Орсиния (сборник) - Урсула Ле Гуин
Шрифт:
Интервал:
Закладка:
— Ну разве так можно, Малер!
Потом она зажгла свет, погладила увядающие астры и принялась болтать.
На следующий день он столкнулся с Провином нос к носу. Он до сих пор не сказал Провину ни слова, даже «доброе утро» ни разу не сказал, хотя они в офисе работали рядом и над одними и теми же проектами (Государственное бюро проектирования и планирования при министерстве гражданской архитектуры, г. Красной; проект N2 «Государственное строительство жилых домов). Молодой человек догнал Малера, когда тот в пять часов выходил из здания проектного бюро.
— Господин Эрей, я бы хотел с вами поговорить.
— О чем?
— О чем угодно, — легко откликнулся Провин, отлично сознавая свое обаяние, однако с абсолютно серьезным видом. Он был хорош собой и держался исключительно вежливо. Чувствуя себя побежденным, выкуренным из своего убежища, обретенного в молчании, Малер не выдержал и сказал:
— Знаете, Провин, мне очень жаль. Вашей вины тут нет. У меня это все из-за Иренталя, того человека, что работал на вашем месте. К вам лично это не имеет ни малейшего отношения. И я действительно вел себя глупо. Мне очень жаль. Простите меня. — Он отвернулся.
— Нельзя же растрачивать свою ненависть впустую! — вдруг страстно воскликнул Провин.
Малер так и застыл.
— Хорошо. Теперь я непременно буду говорить вам «доброе утро». Это нетрудно. Но какая, собственно, разница? Разве для вас это имеет значение? Не все ли равно, разговариваем мы друг с другом или нет? Да и о чем, собственно, говорить?
— Нет, не все равно. У нас теперь ничего не осталось — кроме друг друга.
Они стояли лицом к лицу посреди улицы, с неба сыпался мелкий осенний дождик, вокруг сновали люди. Помолчав, Малер уронил:
— Нет, нам даже и этой малости не осталось, Провин. — И пошел от него прочь по улице Палазай к остановке своего трамвая. Но после долгой езды через весь город, по Старому Мосту на тот берег и после пешей прогулки под дождем от остановки трамвая до улицы Гейле на крыльце своего дома он снова встретил ту женщину из Сорга.
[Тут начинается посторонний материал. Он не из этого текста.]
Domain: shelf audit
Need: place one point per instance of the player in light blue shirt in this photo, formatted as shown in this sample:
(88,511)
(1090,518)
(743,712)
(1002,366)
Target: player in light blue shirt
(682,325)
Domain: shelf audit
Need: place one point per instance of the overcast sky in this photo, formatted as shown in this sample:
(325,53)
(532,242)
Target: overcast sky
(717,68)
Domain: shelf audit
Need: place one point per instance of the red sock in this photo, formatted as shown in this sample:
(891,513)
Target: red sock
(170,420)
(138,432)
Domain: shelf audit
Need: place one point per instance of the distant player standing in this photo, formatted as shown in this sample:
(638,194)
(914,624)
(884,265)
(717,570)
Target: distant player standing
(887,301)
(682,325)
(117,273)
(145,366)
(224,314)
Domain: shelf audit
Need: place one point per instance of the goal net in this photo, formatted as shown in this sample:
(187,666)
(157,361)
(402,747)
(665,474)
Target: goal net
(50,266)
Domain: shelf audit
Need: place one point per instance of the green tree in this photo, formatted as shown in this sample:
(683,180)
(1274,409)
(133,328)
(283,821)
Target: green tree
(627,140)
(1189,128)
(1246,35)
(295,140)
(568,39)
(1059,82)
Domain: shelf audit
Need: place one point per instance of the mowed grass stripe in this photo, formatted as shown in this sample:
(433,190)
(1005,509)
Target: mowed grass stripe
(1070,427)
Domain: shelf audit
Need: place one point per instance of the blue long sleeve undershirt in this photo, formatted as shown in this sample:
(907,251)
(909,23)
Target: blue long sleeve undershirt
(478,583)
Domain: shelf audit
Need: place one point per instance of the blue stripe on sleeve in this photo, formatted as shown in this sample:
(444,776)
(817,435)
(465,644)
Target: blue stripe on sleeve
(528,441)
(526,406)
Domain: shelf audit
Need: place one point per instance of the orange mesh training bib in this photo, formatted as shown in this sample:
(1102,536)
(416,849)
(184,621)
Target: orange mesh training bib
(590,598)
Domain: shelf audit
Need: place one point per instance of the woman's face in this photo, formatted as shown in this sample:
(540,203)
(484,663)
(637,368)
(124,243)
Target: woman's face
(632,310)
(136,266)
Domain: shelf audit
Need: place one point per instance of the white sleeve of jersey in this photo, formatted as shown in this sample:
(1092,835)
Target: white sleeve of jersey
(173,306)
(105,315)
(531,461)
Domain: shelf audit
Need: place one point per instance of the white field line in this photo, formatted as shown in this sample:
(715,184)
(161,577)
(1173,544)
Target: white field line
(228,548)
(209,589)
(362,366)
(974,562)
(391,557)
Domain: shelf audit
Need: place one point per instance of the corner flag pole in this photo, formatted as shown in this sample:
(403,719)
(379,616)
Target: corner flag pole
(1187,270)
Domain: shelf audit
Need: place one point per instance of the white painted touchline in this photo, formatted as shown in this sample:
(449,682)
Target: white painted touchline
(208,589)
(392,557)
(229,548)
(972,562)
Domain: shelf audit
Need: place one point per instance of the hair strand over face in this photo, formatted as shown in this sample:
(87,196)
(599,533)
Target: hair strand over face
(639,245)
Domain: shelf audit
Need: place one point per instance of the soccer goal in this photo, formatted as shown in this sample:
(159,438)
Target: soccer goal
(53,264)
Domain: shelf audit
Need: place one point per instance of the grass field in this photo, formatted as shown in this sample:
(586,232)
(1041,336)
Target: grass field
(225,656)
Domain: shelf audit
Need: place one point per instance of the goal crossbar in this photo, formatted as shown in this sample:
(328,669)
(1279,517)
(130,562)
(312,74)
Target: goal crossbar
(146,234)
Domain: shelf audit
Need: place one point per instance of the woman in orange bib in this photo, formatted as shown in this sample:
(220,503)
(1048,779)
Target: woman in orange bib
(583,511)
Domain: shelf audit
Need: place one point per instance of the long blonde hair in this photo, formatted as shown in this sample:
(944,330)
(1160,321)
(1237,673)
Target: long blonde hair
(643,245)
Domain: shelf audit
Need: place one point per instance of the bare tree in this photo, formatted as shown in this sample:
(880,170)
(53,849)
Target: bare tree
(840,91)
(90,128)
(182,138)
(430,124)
Она попросила:
— Вы меня не впустите?
Он кивнул, отпирая дверь.
— Моя подруга забыла дать мне ключ, а ей самой пришлось уйти. Вот я и слонялась тут — надеялась, что вы вернетесь домой примерно в то же время, что и вчера… — Она была готова с ним вместе посмеяться над собственной непредусмотрительностью, но он не мог ни рассмеяться, ни что-либо сказать ей в ответ. Он поступил неправильно, оттолкнув Провина, совершенно неправильно. Он сам ведь все это время сотрудничал с врагами и помалкивал. А теперь должен заплатить за это молчание сполна, и цена ему будет тем выше, что говорить ему все-таки тогда хотелось и молчание превращалось в кляп. Он поднимался следом за ней по лестнице и молчал. И все-таки она явилась с той его родины, где он никогда не бывал.
— До свидания, — сказала она на его этаже, но уже без улыбки, чуть отвернув свое спокойное лицо.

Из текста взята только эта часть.